Demain la CGT sous les drapeaux ?

Par Claude Emmanuel Triomphe  |   |  656  mots
Claude Emmanuel Triomphe, délégué général de l'Association Travail, Emploi, Europe, Société
La "Grande muette" n'est pas sûre de rester toujours silencieuse. La Cour Européenne de Strasbourg a condamné la France pour son interdiction totale des syndicats au sein de l'institution militaire. Dans un contexte de réductions budgétaires et de changements stratégiques, l'armée française doit désormais faire face à un épineux chantier social.

Patrie autoproclamée des droits de l'homme, la France n'en est pas moins aujourd'hui un des pays les plus attaqués - et condamnés- devant la Cour Européenne de Strasbourg. La dernière affaire est loin d'être banale et secoue l'institution militaire. Celle-ci en effet excluait non seulement l'exercice du droit de grève mais aussi l'existence de groupements professionnels à caractère syndical pour incompatibilité avec les règles de la discipline militaire. Or, pour la Cour, « l'interdiction absolue des syndicats au sein de l'armée française est contraire à la Convention européenne des droits de l'homme ». Cette décision, attendue par certains et redoutée par beaucoup est pourtant logique et ce bien au-delà des arguments juridiques : elle intervient en pleine restructuration stratégique, économique, technologique et sociologique de la défense française.

En mutation depuis 20 ans

Depuis 20 ans en effet, l'armée a dû redéfinir ses missions et les menaces qu'elle est censée prévenir ou combattre : longtemps configurée pour faire face aux périls organisés venus de l'Est, elle s'est réorientée vers le Sud mais aussi vers les périls plus informels du terrorisme sous ses diverses formes. Touchée par plusieurs vagues de coupes budgétaires, elle a du revoir et sa taille et sa composition et ses équipements. Au point que les missions menées aujourd'hui à l'étranger l'amènent aux limites de ses capacités : fermetures de casernes, délocalisations, fusions de services, transformation des métiers, les armées connaissent à leur manière ce que à quoi aujourd'hui toute entreprise est confrontée. Avec les drones et autres moyens de combats à distance, c'est aussi toute une conception technique de la Défense qui évolue : à l'image du soldat combattant se substitue celle du technicien face à ses écrans et autres manettes. Enfin, l'arrêt de la conscription a eu des conséquences multiples sur la symbolique, la composition ou l'organisation des armées.

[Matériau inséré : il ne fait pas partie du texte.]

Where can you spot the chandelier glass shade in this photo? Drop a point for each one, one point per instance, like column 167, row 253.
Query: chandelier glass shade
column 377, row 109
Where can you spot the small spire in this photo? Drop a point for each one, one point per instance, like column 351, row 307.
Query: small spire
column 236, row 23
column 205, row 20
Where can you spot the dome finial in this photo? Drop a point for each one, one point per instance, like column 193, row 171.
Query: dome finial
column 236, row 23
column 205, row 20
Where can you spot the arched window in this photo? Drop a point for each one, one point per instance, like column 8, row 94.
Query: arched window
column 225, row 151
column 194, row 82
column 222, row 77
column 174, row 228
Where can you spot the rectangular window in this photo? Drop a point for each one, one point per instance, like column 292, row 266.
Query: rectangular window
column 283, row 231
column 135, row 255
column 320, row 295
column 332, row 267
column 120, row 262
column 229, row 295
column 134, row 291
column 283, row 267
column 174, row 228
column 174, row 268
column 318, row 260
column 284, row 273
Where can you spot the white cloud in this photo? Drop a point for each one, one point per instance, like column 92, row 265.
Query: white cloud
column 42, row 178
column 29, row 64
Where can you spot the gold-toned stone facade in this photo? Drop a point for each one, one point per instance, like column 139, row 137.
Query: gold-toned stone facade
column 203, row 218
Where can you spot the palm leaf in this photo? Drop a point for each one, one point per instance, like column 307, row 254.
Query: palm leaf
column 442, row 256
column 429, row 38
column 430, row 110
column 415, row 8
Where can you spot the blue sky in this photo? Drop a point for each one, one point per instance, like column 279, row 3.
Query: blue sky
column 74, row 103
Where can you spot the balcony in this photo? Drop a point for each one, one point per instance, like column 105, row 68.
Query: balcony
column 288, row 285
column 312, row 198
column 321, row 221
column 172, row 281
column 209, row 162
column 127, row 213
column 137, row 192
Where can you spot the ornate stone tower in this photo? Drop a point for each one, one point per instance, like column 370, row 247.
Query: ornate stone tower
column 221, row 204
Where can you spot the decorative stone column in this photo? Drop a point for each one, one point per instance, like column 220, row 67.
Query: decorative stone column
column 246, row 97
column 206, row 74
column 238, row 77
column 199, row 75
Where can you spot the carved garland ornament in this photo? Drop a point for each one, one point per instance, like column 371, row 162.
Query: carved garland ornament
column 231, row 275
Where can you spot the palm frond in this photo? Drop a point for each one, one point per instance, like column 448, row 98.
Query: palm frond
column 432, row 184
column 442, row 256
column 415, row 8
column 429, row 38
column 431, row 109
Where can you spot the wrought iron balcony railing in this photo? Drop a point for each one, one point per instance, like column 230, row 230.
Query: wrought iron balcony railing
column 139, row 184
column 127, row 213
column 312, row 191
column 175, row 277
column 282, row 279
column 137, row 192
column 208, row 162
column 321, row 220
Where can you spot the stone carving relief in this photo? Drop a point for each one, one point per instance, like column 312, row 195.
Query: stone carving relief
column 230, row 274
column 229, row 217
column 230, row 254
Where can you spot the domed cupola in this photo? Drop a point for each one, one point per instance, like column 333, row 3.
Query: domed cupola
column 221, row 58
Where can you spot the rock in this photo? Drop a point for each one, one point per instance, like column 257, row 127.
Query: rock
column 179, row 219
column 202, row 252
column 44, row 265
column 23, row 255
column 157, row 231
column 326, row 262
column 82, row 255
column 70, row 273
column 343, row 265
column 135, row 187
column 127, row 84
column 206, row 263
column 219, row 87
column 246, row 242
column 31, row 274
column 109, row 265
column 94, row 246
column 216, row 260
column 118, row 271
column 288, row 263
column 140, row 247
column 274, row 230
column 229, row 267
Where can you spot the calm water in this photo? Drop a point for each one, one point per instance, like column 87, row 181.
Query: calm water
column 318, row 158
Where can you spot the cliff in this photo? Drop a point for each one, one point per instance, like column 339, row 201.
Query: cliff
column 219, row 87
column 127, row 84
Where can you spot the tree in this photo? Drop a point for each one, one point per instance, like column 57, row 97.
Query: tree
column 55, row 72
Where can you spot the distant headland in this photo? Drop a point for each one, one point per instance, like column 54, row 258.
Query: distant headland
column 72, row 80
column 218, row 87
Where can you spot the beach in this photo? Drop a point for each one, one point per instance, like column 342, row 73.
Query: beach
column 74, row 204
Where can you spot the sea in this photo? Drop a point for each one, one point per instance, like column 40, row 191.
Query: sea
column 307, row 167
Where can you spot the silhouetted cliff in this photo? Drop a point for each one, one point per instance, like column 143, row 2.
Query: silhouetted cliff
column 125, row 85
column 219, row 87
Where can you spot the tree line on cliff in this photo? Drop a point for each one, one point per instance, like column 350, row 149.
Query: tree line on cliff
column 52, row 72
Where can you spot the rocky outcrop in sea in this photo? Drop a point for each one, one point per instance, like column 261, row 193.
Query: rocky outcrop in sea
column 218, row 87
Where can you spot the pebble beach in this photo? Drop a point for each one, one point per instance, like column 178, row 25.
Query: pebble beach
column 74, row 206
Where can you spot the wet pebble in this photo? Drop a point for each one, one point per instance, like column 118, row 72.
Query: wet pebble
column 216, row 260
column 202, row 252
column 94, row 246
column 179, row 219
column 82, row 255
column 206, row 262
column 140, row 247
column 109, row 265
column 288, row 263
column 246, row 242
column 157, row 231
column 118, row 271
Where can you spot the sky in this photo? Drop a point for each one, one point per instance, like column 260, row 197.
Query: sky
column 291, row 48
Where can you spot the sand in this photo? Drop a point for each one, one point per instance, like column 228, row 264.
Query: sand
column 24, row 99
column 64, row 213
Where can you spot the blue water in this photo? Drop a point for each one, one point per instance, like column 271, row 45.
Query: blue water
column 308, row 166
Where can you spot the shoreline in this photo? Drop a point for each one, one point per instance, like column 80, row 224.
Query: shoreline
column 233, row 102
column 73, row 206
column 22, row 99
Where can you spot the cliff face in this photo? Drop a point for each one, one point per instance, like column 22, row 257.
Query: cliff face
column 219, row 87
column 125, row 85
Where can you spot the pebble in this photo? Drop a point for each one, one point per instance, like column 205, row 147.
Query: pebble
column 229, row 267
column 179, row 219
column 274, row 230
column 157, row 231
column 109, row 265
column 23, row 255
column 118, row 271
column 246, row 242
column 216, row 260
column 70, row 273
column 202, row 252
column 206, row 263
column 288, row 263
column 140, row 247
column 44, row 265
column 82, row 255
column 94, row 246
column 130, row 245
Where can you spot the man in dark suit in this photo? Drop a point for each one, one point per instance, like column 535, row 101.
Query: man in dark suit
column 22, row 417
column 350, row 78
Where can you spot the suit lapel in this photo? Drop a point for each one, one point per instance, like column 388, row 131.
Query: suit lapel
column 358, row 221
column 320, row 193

Malaise du corps social militaire

Face à toutes ces mutations, la « Grande muette » pouvait-elle encore se taire ? Pouvait-elle faire comme si, comme dans toute organisation en restructuration, le changement ne passait par les hommes (et les femmes, toujours plus nombreuses ? Les autorités publiques, sentant le malaise monter depuis des années se sont bien essayées à des exercices de concertation, à condition toutefois de les contrôler entièrement. D'où le refus répété d'accepter quelque forme que ce soit de groupement auto-organisé. Mais cette exclusion a vite buté sur le malaise du corps social militaire comme sur la réalité d'Internet et des réseaux sociaux: des commentaires de moins en moins anonymes sur les pages de sites officiels en passant par les blogs et communautés lancées par les conjoint(e)s, l'on est passé du silence à la parole. C'est le refus de cette évolution qu'est venu sanctionner le tribunal européen des droits de l'homme.

Un syndicalisme restreint

Aujourd'hui le syndicalisme a droit de cité dans les armées allemandes, belges ou néerlandaises et, sous certaines limites, au Royaume Uni. Verra-ton demain des sections CGT dans l'armée de terre ou la gendarmerie ? Nous n'en sommes pas là mais voilà un pan entier de l'administration publique questionné sur sa manière de dialoguer socialement! Amiraux, généraux et politiques favoriseront-ils le déploiement de syndicats « maison » ? Les confédérations vont-elles en faire des terres de mission ? Les militaires vont-ils rejoindre des voies et des organisations aujourd'hui largement obsolètes ou souhaiteront -ils combiner un droit nouveau avec des formes d'expression innovantes ?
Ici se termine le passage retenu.